20. Die Theel führt Januar 1897 Hochwasser. Die Gärten hinter der Marktstraße, wo sich heute das neue Zentrum 'Am Markt' und das Rathaus befinden, sind überschwemmt. Auch der Mühlenbach zur Jean Clauden-Mühle ist mit einbezogen in diese Folgen des Regenunwetters, daher reicht das Wasser bis zum Bahnhof. Eine normale Verbindung zwischen den beiden Ortsteilen diesseits und jenseits der Theel gibt es für ein bis zwei Tage nicht. Man muß wissen, daß die Theel vom Schaumberg bis Körprich zwar nur einen Lauf von 23,5 Kilometern Länge kermt, aber dafür einen Einzugsbereich von 221,2 Quadratkilometern hat. Hauptnebenfluß ist die I1l oder auch Dirminger Bach genannt.

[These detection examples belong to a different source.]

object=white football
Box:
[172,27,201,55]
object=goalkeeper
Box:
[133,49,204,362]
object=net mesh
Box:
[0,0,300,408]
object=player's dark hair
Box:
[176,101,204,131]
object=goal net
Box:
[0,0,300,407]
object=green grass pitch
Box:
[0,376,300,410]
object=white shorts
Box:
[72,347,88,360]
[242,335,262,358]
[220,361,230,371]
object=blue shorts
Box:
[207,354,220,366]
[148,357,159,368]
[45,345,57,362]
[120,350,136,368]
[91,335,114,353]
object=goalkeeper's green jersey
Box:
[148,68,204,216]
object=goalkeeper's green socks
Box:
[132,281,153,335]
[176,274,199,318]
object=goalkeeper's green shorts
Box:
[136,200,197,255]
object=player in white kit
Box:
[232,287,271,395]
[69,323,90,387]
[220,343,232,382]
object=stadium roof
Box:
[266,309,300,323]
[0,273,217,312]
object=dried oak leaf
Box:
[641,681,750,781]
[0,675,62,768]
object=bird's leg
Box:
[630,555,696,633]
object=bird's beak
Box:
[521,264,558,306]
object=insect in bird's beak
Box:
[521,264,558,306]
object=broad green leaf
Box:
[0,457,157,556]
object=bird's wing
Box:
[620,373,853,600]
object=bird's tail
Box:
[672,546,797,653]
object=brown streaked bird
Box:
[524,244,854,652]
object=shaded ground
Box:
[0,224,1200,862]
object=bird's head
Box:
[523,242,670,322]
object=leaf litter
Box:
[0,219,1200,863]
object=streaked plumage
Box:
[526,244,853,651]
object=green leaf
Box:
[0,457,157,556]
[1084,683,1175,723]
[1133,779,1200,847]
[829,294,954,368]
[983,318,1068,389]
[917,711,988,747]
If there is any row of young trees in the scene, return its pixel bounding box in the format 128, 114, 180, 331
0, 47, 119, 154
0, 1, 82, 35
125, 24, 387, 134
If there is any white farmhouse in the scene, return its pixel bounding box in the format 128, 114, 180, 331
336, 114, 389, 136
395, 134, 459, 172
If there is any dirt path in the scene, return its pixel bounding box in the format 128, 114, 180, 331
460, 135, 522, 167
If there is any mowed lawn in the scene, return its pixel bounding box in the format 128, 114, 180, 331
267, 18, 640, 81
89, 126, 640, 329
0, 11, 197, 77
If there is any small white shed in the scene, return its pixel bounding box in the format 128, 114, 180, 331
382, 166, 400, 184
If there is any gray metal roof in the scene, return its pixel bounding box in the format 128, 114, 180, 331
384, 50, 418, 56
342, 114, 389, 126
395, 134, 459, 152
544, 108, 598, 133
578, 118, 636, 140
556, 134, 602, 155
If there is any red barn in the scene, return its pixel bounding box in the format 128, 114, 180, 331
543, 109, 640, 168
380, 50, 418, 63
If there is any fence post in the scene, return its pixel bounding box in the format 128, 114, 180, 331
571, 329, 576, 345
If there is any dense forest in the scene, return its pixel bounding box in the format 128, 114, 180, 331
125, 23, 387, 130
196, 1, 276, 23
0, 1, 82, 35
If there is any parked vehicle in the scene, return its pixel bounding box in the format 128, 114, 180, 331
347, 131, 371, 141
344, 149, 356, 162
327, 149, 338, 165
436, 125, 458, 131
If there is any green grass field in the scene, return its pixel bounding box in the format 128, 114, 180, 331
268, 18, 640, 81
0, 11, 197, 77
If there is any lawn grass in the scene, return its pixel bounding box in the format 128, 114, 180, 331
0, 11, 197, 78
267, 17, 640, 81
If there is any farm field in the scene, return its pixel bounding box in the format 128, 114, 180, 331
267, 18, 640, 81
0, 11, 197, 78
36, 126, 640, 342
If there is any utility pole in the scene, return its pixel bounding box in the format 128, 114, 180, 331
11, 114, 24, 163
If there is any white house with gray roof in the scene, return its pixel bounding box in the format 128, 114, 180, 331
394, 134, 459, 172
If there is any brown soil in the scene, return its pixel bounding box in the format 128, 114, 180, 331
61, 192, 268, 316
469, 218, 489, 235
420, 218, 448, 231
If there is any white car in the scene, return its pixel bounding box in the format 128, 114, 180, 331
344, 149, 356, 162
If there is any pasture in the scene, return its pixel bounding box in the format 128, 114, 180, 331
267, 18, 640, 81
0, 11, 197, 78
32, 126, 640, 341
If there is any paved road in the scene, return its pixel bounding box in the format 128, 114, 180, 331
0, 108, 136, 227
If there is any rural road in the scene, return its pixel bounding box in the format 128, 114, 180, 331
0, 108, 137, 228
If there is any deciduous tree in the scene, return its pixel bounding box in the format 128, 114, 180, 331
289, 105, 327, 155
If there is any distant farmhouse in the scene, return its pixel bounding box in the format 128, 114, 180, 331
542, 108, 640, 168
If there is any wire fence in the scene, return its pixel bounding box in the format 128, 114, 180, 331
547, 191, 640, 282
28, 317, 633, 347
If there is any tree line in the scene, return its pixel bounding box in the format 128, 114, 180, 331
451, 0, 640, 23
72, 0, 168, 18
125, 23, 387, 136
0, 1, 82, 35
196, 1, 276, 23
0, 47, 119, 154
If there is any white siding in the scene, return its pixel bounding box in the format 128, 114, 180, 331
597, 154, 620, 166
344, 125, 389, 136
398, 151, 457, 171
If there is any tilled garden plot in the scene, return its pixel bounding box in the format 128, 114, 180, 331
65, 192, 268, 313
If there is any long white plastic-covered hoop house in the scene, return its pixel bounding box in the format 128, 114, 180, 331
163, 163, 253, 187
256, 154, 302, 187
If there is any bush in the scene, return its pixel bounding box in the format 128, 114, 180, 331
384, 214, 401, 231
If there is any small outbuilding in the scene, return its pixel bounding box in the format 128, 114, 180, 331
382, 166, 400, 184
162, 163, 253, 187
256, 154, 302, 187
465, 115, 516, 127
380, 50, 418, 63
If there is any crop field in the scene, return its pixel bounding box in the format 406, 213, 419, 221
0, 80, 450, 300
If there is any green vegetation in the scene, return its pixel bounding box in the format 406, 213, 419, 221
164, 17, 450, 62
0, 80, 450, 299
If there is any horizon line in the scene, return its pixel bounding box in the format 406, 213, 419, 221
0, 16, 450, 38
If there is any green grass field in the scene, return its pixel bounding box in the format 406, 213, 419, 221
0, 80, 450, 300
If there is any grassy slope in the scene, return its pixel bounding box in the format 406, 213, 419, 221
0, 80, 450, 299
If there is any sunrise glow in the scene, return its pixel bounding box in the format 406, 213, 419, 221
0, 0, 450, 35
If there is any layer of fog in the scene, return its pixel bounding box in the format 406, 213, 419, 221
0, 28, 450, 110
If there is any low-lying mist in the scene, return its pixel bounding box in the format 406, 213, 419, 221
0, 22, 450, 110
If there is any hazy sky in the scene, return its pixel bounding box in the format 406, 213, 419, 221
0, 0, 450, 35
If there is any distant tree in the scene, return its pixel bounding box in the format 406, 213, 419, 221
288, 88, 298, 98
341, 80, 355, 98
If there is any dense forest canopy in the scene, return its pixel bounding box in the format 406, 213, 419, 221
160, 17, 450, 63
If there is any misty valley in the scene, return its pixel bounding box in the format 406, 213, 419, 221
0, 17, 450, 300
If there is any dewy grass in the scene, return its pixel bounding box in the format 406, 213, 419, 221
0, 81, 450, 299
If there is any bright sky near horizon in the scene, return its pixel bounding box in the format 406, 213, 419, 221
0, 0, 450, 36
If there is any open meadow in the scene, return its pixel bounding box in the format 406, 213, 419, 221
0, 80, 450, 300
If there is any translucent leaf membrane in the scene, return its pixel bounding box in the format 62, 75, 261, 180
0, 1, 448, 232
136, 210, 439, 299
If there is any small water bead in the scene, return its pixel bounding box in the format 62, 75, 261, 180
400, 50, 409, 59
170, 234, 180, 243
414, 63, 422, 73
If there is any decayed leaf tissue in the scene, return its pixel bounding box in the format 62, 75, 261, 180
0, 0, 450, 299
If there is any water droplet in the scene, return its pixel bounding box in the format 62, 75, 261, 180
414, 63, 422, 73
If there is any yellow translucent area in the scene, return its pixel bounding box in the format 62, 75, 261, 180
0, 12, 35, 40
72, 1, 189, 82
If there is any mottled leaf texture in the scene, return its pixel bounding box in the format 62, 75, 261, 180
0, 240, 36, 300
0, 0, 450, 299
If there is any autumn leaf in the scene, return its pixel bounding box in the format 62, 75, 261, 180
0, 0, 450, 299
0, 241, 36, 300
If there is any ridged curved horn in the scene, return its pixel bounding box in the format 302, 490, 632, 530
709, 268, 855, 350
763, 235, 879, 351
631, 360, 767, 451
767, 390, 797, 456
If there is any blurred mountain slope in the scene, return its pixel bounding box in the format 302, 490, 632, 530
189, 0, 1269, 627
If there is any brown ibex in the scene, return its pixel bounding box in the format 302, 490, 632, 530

21. Durch die günstige Verkehrslage bedingt, wuchs die Bedeutung der Lebacher Märkte stetig. Das Viehaufgebot an Wochen- und vor allem an Monatsmarkttagen war so groß, daß der Platz im Bereich der Marktstraße nicht mehr genügte. Daher wurde zwischen Trierer- und Mottenerstraße ein neuer Platz hauptsächlich für den Viehmarkt eingerichtet. Am Mariä-Geburtsmarkt 1915 wurde er zum ersten Mal seiner Bestimmung übergeben. Außer den Käufern und Verkäufern hatten sich auch viele Neugierige eingefunden. Das wachsame Auge des Gesetzes, der königlich-preußische Gendarm, durfte bei dieser Gelegenheit nicht fehlen. Im Bildhintergrund ist die evangelische Kirche zu sehen.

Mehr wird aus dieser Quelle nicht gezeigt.